ICEECE2012 Poster Presentations Clinical case reports - Thyroid/Others (81 abstracts)
Atypical manifestations of hyperthyroidism include hematological, cardiovascular, dermatological manifestation. Especially single lineage abnormalities such as anemia (34%), leukopenia (5.8%), thrombocytopenia (3.3%) are reported, but pancytopenia is a rare presentation of hyperthyroidism. The suspected etiologic mechanisms include ineffective hematopoiesis, reduction in blood cell life span, autoimmune process, toxicity of thyroid hormone.
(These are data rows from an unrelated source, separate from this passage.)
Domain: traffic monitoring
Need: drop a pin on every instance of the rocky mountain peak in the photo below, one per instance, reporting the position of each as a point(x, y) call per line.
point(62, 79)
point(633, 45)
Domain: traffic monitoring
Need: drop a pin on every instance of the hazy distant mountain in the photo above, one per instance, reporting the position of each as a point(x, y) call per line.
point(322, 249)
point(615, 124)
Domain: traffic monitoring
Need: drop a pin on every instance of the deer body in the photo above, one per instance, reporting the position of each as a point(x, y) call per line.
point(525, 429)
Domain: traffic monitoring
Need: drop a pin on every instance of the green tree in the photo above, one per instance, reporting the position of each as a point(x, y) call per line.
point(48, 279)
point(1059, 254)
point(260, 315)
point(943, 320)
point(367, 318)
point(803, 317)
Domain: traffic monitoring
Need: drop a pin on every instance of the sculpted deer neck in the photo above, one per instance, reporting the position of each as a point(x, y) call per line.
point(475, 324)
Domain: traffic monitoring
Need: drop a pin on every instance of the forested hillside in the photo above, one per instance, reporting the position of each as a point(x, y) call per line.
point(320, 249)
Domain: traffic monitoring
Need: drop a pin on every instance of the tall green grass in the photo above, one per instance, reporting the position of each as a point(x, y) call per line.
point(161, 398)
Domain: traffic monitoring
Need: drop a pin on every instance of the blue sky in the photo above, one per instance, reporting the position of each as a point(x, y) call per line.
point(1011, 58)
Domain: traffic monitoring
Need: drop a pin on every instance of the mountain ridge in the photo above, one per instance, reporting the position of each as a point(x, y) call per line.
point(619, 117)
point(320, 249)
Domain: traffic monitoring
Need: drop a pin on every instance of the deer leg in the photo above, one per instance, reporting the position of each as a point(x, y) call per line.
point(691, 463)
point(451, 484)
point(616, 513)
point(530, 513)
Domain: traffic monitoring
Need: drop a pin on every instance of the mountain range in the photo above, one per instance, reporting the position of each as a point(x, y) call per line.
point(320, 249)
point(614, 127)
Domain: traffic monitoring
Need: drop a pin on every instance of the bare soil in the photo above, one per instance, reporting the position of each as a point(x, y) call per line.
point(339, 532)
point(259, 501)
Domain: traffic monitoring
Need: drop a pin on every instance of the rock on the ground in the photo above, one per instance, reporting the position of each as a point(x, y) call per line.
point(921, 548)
We report a case of pancytopenia that was precipitated by hyperthyroidism. A 69-year-old woman presented to emergency department with more than 2 months history of general weakness, easy fatigability, weight loss of 12 kg. She took no regular medications and had no significant past medical history or family history. Laboratory data on admission were as follows: WBC 3.12 K/ul, Hb 8.4 g/dl, PLT 17 K/ul, thyroid function tests showed abnormally high concentrations of free T4 (FT4) and total T3 (TT3)(FT4: 51.64 pmol/l, TT3: 4.58 nmol/l) with a TSH concentration below the detection limit. TRAb 264.2 U/l, anti-Tgn 773.1 u/ml, anti-TPO 3000 u/ml. Thyroid ultrasound and thyroid scan (Tc-99 m) suggested diffuse thyroiditis. Abdominal ultrasonogram showed no abnormal findings including hepatosplenomegaly. Normocellular marrow was noted in Bone marrow aspiration and biopsy. From these results, the patient was diagnosed with pancytopenia with primary hyperthyroidism. She was started on propylthiouracil 100 mg qd, propanolol 40 mg bid and parenteral dexamethasone 1 mg bid. FT4 and TT3 levels decreased gradually and pancytopenia improved after 2 weeks (TSH <0.16 mu/l, FT4 24.42 pmol/l, TT3 2.34 nmol/l).
Declaration of interest: The authors declare that there is no conflict of interest that could be perceived as prejudicing the impartiality of the research project.
Funding: This research did not receive any specific grant from any funding agency in the public, commercial or not-for-profit sector.